From: "Manszewski, Christoph" <christoph.manszewski@intel.com>
To: Michal Wajdeczko <michal.wajdeczko@intel.com>,
Matthew Brost <matthew.brost@intel.com>
Cc: intel-xe@lists.freedesktop.org,
Nareshkumar Gollakoti <naresh.kumar.g@intel.com>,
Maciej Patelczyk <maciej.patelczyk@intel.com>
Subject: Re: [PATCH] drm/xe/pf: Allow to lock/unlock the PF
Date: Wed, 29 Oct 2025 12:02:43 +0100 [thread overview]
Message-ID: <2d802bd2-cbf3-48c1-acf1-b1705b61ec85@intel.com> (raw)

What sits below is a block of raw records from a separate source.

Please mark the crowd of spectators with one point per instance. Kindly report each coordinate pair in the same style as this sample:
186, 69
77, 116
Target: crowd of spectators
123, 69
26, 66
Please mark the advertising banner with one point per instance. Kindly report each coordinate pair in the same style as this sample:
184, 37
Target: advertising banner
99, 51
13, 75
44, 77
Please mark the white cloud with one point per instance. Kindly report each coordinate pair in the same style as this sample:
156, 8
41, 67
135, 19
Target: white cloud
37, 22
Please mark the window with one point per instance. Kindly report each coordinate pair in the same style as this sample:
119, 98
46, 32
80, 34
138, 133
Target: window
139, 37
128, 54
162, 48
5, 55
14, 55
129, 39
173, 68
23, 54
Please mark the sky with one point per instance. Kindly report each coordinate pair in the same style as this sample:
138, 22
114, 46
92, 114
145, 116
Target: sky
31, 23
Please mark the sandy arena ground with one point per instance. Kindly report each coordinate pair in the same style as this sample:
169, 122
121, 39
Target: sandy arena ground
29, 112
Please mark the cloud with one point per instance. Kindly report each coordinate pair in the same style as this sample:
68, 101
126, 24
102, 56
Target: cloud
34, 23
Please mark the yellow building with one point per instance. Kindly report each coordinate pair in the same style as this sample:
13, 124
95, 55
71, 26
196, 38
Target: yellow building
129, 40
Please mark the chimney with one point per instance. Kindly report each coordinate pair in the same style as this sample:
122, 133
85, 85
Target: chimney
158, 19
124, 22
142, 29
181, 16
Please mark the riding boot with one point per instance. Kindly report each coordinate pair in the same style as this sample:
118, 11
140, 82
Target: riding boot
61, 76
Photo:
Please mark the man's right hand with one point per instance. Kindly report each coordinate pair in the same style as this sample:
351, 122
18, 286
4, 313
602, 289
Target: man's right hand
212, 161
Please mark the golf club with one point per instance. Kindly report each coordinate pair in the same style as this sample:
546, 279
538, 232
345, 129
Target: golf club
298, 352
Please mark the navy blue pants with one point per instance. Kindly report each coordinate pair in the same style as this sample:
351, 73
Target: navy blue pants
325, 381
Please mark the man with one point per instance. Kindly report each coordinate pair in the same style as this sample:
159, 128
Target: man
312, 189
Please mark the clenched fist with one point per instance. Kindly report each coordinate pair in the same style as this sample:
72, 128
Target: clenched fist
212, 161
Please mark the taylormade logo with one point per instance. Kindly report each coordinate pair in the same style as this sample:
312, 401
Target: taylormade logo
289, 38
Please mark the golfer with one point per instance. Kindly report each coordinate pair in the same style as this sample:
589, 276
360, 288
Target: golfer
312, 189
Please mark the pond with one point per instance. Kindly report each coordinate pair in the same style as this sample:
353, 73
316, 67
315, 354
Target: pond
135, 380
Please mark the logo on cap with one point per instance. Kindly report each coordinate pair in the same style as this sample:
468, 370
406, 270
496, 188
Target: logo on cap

In-Reply-To: <cdae237e-a4d7-4053-8b37-2164a1b2ea31@intel.com>
On 29.10.2025 09:14, Michal Wajdeczko wrote:
>
>
> On 10/29/2025 2:31 AM, Matthew Brost wrote:
>> On Tue, Oct 28, 2025 at 09:05:21PM +0100, Michal Wajdeczko wrote:
>>> Some driver functionalities, like eudebug or ccs-mode, can't
>>> be used when VFs are enabled. Add functions to allow locking
>>> the PF functionality for exclusive usage (either for enabling
>>> VFs or to enable those other features, or simply for testing).
>>> Add also debugfs attributes to explicitly call those functions
>>> if needed.
>>>
>>
>> Hmm, I'm not sure about this. Why not just lock the SR-IOV master mutex
>> in pf_enable_vfs? If the reason is that lockdep blows up — for example,
>> if the master mutex is annotated with __reclaim and pf_enable_vfs
>> allocates memory — then you still have a potential deadlock; you've just
>> silenced lockdep. I'm not certain that's the case, just using it as an
>> example.
>>
>> Given that, I'd lean toward saying no — this really, really looks
>> unsafe. If you'd like, get a second opinion from a locking expert (e.g.,
>> Thomas), but I think this is a no from me.
>
> looks that more background info is needed here
>
> this "lock/unlock" is not to protect any PF structures/data, as for this
> we have master_mutex, but to allow other components, like mentioned
> above eudebug & ccs-mode, to block PF from enabling VFs while that other
> feature is running or making incompatible with VFs changes, see [1] [2]
>
> in this patch, the PF is trying to "lock" itself when enabling VFs.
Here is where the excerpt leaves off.